Pour l'ensemble de ces raisons, nous vous invitons à proposer au Sénat d'adopter les crédits de la mission et du compte de concours financiers.

M. Yvon Collin, rapporteur spécial. - L'article 72 autorise à souscrire à l'augmentation de capital de la Banque internationale pour la reconstruction et le développement et de la Société financière internationale. Ces deux institutions multilatérales appartiennent au groupe Banque mondiale. La première intervient auprès des pays à revenu intermédiaire et dans des pays plus pauvres, à condition qu'ils soient solvables ; la seconde intervient pour sa part dans les pays en développement, mais exclusivement auprès du secteur privé.

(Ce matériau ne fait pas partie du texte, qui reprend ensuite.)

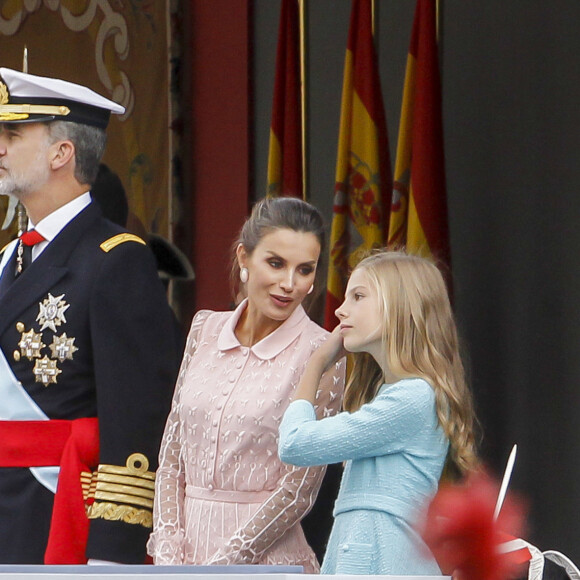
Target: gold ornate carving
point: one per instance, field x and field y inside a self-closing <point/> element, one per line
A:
<point x="3" y="93"/>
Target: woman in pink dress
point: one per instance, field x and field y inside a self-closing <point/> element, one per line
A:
<point x="222" y="495"/>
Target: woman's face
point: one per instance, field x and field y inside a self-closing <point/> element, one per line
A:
<point x="281" y="270"/>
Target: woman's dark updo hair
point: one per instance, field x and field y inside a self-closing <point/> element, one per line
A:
<point x="277" y="213"/>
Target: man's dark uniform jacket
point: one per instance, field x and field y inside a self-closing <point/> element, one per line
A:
<point x="87" y="331"/>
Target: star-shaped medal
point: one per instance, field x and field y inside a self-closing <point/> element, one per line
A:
<point x="46" y="371"/>
<point x="52" y="311"/>
<point x="31" y="344"/>
<point x="63" y="347"/>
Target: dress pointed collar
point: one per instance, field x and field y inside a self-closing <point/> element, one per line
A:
<point x="271" y="345"/>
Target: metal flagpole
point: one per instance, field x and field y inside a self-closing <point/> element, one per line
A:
<point x="302" y="26"/>
<point x="22" y="220"/>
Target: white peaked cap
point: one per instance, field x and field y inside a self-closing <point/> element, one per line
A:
<point x="27" y="98"/>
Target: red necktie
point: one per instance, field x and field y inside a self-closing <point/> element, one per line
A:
<point x="24" y="256"/>
<point x="31" y="238"/>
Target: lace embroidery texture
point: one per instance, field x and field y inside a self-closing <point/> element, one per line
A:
<point x="221" y="437"/>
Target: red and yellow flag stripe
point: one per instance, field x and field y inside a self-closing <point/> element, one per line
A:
<point x="363" y="179"/>
<point x="418" y="217"/>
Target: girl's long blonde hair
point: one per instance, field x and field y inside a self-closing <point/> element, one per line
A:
<point x="419" y="337"/>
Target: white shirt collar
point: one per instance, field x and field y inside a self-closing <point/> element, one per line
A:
<point x="50" y="226"/>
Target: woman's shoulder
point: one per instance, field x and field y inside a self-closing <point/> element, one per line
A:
<point x="314" y="332"/>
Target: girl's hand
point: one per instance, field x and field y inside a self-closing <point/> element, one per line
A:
<point x="330" y="352"/>
<point x="320" y="361"/>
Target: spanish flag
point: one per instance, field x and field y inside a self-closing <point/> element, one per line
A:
<point x="362" y="192"/>
<point x="285" y="152"/>
<point x="419" y="207"/>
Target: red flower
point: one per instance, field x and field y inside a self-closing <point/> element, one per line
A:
<point x="462" y="534"/>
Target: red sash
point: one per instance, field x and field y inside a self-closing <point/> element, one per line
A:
<point x="72" y="445"/>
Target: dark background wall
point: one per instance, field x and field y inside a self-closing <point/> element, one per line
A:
<point x="511" y="98"/>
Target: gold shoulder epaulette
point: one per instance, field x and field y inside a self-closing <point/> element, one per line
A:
<point x="123" y="493"/>
<point x="113" y="242"/>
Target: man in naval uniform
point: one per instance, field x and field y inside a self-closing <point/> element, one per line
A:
<point x="89" y="348"/>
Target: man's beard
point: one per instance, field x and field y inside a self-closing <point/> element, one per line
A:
<point x="20" y="183"/>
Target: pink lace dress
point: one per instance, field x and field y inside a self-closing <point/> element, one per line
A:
<point x="222" y="494"/>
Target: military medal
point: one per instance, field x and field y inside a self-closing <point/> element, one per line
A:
<point x="31" y="344"/>
<point x="46" y="371"/>
<point x="63" y="347"/>
<point x="52" y="312"/>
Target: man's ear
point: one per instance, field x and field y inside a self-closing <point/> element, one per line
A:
<point x="61" y="153"/>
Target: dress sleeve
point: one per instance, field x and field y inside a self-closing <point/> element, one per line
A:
<point x="383" y="426"/>
<point x="294" y="495"/>
<point x="165" y="544"/>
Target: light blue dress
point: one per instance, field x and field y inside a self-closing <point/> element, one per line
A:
<point x="394" y="450"/>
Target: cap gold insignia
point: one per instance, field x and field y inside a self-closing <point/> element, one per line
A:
<point x="6" y="115"/>
<point x="3" y="93"/>
<point x="46" y="371"/>
<point x="31" y="344"/>
<point x="52" y="312"/>
<point x="62" y="347"/>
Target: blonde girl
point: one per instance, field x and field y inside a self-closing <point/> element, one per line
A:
<point x="408" y="413"/>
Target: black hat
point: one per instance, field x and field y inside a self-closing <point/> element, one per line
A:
<point x="27" y="98"/>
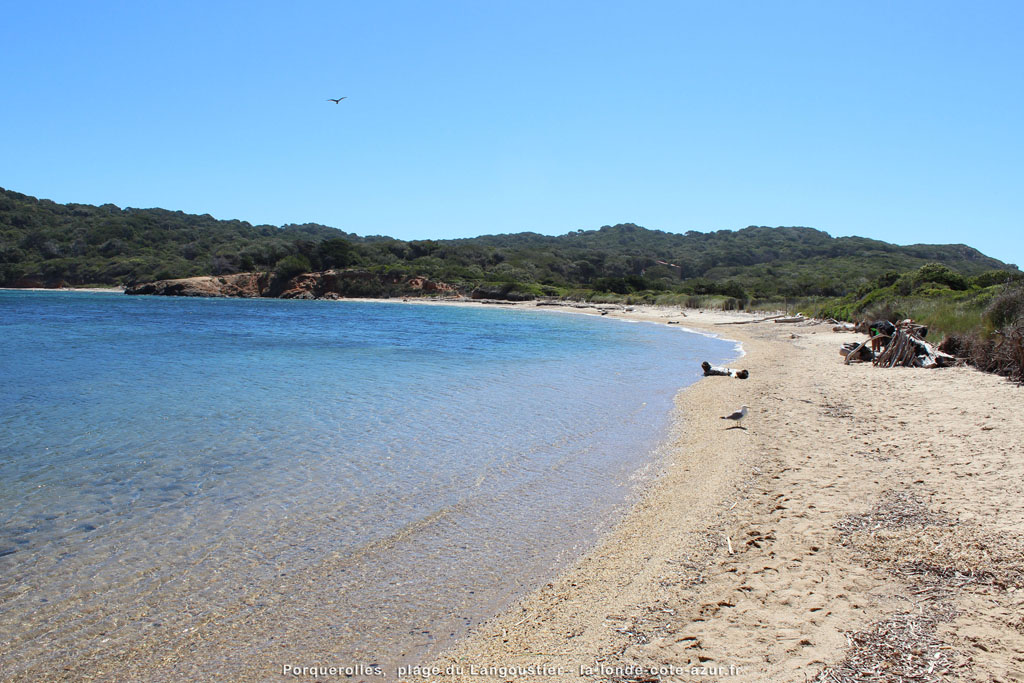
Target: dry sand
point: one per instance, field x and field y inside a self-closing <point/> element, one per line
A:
<point x="867" y="524"/>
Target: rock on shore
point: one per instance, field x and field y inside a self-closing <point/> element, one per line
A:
<point x="325" y="285"/>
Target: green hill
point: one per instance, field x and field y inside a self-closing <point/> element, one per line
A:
<point x="45" y="243"/>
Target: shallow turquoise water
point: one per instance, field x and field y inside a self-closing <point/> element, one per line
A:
<point x="352" y="480"/>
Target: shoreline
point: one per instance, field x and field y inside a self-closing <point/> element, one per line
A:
<point x="797" y="548"/>
<point x="866" y="519"/>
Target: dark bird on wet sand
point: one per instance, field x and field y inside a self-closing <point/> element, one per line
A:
<point x="736" y="417"/>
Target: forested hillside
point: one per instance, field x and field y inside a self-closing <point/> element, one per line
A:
<point x="45" y="243"/>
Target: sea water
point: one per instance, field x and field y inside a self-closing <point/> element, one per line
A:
<point x="224" y="487"/>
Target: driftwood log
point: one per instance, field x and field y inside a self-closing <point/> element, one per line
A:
<point x="854" y="351"/>
<point x="905" y="348"/>
<point x="724" y="372"/>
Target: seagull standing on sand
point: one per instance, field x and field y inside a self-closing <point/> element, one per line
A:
<point x="736" y="417"/>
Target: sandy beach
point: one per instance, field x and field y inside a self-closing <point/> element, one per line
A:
<point x="866" y="524"/>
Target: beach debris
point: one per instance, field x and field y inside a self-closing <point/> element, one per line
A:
<point x="897" y="344"/>
<point x="736" y="417"/>
<point x="854" y="351"/>
<point x="760" y="319"/>
<point x="724" y="372"/>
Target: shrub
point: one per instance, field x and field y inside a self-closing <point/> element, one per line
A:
<point x="292" y="265"/>
<point x="1007" y="307"/>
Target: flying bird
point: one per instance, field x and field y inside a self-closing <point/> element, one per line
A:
<point x="736" y="417"/>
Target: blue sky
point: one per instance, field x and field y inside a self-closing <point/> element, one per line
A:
<point x="901" y="121"/>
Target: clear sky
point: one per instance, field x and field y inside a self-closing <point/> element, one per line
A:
<point x="901" y="121"/>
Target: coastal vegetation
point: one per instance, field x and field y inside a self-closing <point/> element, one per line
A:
<point x="44" y="243"/>
<point x="954" y="290"/>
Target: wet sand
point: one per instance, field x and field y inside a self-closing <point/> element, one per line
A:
<point x="867" y="524"/>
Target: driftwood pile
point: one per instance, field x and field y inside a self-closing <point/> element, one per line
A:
<point x="723" y="372"/>
<point x="904" y="345"/>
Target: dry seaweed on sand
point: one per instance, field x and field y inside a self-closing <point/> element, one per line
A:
<point x="902" y="647"/>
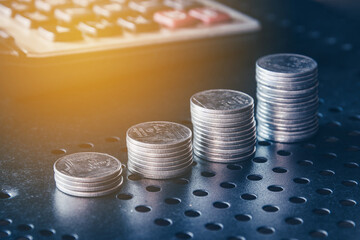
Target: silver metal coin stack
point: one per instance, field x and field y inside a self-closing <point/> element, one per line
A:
<point x="88" y="174"/>
<point x="159" y="150"/>
<point x="287" y="94"/>
<point x="224" y="125"/>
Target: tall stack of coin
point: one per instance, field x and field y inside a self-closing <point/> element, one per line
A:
<point x="159" y="150"/>
<point x="88" y="174"/>
<point x="224" y="125"/>
<point x="287" y="93"/>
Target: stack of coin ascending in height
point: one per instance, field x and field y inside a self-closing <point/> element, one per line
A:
<point x="287" y="94"/>
<point x="224" y="125"/>
<point x="88" y="174"/>
<point x="159" y="150"/>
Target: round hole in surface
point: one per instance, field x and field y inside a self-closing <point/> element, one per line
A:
<point x="221" y="205"/>
<point x="4" y="195"/>
<point x="248" y="196"/>
<point x="270" y="208"/>
<point x="112" y="139"/>
<point x="227" y="185"/>
<point x="351" y="165"/>
<point x="68" y="237"/>
<point x="264" y="143"/>
<point x="266" y="230"/>
<point x="163" y="222"/>
<point x="4" y="234"/>
<point x="25" y="227"/>
<point x="47" y="232"/>
<point x="260" y="160"/>
<point x="58" y="151"/>
<point x="192" y="213"/>
<point x="208" y="174"/>
<point x="283" y="153"/>
<point x="200" y="193"/>
<point x="243" y="217"/>
<point x="172" y="201"/>
<point x="234" y="166"/>
<point x="124" y="196"/>
<point x="181" y="181"/>
<point x="214" y="226"/>
<point x="142" y="208"/>
<point x="5" y="222"/>
<point x="348" y="202"/>
<point x="294" y="221"/>
<point x="275" y="188"/>
<point x="184" y="235"/>
<point x="279" y="170"/>
<point x="153" y="188"/>
<point x="134" y="177"/>
<point x="86" y="145"/>
<point x="297" y="200"/>
<point x="321" y="211"/>
<point x="305" y="163"/>
<point x="327" y="172"/>
<point x="346" y="224"/>
<point x="318" y="233"/>
<point x="349" y="183"/>
<point x="324" y="191"/>
<point x="254" y="177"/>
<point x="301" y="180"/>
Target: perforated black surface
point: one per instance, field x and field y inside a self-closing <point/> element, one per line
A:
<point x="288" y="191"/>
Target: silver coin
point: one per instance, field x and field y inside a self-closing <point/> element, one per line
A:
<point x="86" y="184"/>
<point x="225" y="160"/>
<point x="161" y="159"/>
<point x="151" y="167"/>
<point x="87" y="167"/>
<point x="286" y="139"/>
<point x="175" y="154"/>
<point x="87" y="188"/>
<point x="225" y="131"/>
<point x="171" y="150"/>
<point x="221" y="101"/>
<point x="158" y="134"/>
<point x="286" y="64"/>
<point x="197" y="121"/>
<point x="285" y="99"/>
<point x="89" y="194"/>
<point x="226" y="138"/>
<point x="241" y="115"/>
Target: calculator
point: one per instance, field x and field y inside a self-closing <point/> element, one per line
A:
<point x="51" y="28"/>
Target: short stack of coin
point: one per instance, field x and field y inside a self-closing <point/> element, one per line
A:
<point x="159" y="150"/>
<point x="224" y="125"/>
<point x="287" y="94"/>
<point x="88" y="174"/>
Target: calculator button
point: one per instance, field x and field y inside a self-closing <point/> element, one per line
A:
<point x="10" y="9"/>
<point x="60" y="33"/>
<point x="50" y="5"/>
<point x="138" y="24"/>
<point x="32" y="19"/>
<point x="112" y="10"/>
<point x="146" y="7"/>
<point x="73" y="15"/>
<point x="103" y="28"/>
<point x="209" y="16"/>
<point x="174" y="19"/>
<point x="182" y="4"/>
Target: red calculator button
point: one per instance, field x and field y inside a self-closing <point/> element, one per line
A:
<point x="209" y="15"/>
<point x="174" y="19"/>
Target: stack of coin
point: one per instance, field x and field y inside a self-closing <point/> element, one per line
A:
<point x="224" y="125"/>
<point x="287" y="93"/>
<point x="88" y="174"/>
<point x="159" y="150"/>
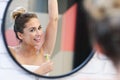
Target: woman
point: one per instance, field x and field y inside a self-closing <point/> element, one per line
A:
<point x="34" y="43"/>
<point x="105" y="28"/>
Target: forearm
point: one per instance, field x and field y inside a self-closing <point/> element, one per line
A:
<point x="53" y="9"/>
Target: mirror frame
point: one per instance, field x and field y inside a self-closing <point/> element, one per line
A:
<point x="48" y="77"/>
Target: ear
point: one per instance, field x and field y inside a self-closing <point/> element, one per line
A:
<point x="98" y="48"/>
<point x="20" y="35"/>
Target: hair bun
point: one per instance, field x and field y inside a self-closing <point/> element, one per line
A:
<point x="17" y="12"/>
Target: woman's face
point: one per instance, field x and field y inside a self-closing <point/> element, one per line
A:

Cette souscription correspond à un coût total de 464 millions d'euros en AE, retracées sur le compte d'affectation spéciale « Participations financières de l'État », et de 93 millions d'euros en CP par an entre 2019 et 2023.

Nous vous proposons d'adopter cet article, dans la mesure où l'augmentation de capital s'accompagne d'évolutions au sein de la Banque mondiale conformes aux souhaits de la France, y compris en ce qui concerne sa gestion, et qu'il permettra de maintenir la place de notre pays au sein de l'actionnariat de cette institution.

M. Jean-Pierre Vial, rapporteur pour avis de la commission des affaires étrangères. - On ne peut que se féliciter des engagements du Président de la République sur les trois points suivants : augmenter les moyens de l'APD ; réorienter la politique d'aide vers l'Afrique ; rendre plus efficaces les actions. De même, on peut se féliciter de l'idée de mettre en place un conseil de développement. Reste à savoir si la trajectoire sera respectée.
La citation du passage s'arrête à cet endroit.